The US Department of Defense (DoD) is initiating a new enterprise cloud service which will serve the joint force while cancelling another.
The Joint Warfighting Cloud Capability (JWCC) is being launched to support warfighters providing joint all domain command and control (JADC2). This will be in addition to the DoD’s artificial intelligence and data acceleration initiative (ADA).
“We are launching what we call the Joint Warfighting Cloud Capability, or JWCC, which will be based initially on direct awards to fill our urgent, unmet requirement for a multi-vendor enterprise cloud spanning the entire department in all three security levels with availability from CONUS to the tactical edge, at scale,” said John Sherman, acting chief information officer.
The DoD is initially looking at two ‘hyperscale’ cloud services providers – Microsoft and Amazon Web Services – although it is likely that IBM, Oracle and Google will also be approached at some point. According to the DoD: “While neither of the two companies will automatically win awards, it’s expected that by October both companies will receive direct solicitations from the department requesting proposals on how they might participate in JWCC.”

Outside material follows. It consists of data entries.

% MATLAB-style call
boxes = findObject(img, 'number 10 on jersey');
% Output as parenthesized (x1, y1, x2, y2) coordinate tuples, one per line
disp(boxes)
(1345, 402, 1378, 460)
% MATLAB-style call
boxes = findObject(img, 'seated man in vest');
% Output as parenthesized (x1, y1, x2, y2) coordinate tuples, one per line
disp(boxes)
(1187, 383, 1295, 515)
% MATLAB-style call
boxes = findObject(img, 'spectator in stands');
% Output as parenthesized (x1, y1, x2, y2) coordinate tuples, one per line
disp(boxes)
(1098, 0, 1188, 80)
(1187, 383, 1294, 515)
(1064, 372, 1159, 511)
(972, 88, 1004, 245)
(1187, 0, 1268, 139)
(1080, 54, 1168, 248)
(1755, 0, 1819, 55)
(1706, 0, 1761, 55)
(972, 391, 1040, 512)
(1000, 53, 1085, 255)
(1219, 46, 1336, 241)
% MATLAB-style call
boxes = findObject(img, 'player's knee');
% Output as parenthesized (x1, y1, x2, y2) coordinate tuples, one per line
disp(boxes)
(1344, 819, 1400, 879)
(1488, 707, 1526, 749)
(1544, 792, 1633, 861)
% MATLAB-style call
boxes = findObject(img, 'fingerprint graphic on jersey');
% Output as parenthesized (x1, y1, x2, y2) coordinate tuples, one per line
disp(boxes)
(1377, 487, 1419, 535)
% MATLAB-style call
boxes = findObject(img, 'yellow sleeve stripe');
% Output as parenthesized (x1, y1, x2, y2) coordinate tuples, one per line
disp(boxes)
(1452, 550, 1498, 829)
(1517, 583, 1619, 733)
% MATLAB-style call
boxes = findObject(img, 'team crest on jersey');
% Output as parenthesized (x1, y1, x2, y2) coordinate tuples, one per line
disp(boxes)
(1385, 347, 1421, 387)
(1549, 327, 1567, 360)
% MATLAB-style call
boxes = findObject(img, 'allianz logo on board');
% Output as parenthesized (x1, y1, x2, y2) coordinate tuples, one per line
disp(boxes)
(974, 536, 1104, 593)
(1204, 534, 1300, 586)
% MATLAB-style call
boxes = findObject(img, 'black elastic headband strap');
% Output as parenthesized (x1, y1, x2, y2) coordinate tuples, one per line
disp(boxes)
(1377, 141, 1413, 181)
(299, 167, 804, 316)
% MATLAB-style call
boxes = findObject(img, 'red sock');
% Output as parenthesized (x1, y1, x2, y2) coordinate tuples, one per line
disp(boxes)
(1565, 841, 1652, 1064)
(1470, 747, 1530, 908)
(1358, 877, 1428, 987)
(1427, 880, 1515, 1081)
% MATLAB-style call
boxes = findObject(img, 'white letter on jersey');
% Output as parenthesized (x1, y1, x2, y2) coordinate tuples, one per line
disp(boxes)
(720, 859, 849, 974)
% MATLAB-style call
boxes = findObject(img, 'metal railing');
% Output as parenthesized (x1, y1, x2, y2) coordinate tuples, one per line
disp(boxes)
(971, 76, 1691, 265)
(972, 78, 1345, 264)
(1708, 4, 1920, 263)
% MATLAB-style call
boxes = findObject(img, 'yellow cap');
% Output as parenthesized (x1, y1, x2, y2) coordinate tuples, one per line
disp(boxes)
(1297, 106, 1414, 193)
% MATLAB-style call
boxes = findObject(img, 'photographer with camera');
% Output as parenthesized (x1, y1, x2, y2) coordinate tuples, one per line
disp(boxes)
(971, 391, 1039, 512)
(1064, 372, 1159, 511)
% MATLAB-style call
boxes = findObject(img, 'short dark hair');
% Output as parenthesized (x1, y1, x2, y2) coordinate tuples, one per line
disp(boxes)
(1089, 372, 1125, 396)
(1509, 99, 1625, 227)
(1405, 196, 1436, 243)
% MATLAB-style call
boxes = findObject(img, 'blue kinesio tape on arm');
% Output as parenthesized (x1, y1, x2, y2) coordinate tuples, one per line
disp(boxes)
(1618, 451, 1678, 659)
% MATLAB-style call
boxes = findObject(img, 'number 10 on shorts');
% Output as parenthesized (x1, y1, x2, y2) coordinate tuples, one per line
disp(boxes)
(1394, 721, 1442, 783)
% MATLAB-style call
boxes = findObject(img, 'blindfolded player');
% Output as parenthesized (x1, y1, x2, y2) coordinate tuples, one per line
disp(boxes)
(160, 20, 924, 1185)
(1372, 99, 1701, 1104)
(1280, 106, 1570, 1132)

The DoD is looking to contract the service by April 2022. It will take the form of “a multi-award, multi-vendor cloud solution with a performance period of no more than five years, consisting of a three-year performance base period and two one-year option periods.”
By 2025 it is planned that the cloud service will be running across the DoD enterprise.
The DoD is also cancelling the Joint Enterprise Defense Infrastructure (JEDI), which “was developed at a time when the department’s needs were different and our cloud conversancy less mature,” stated Sherman.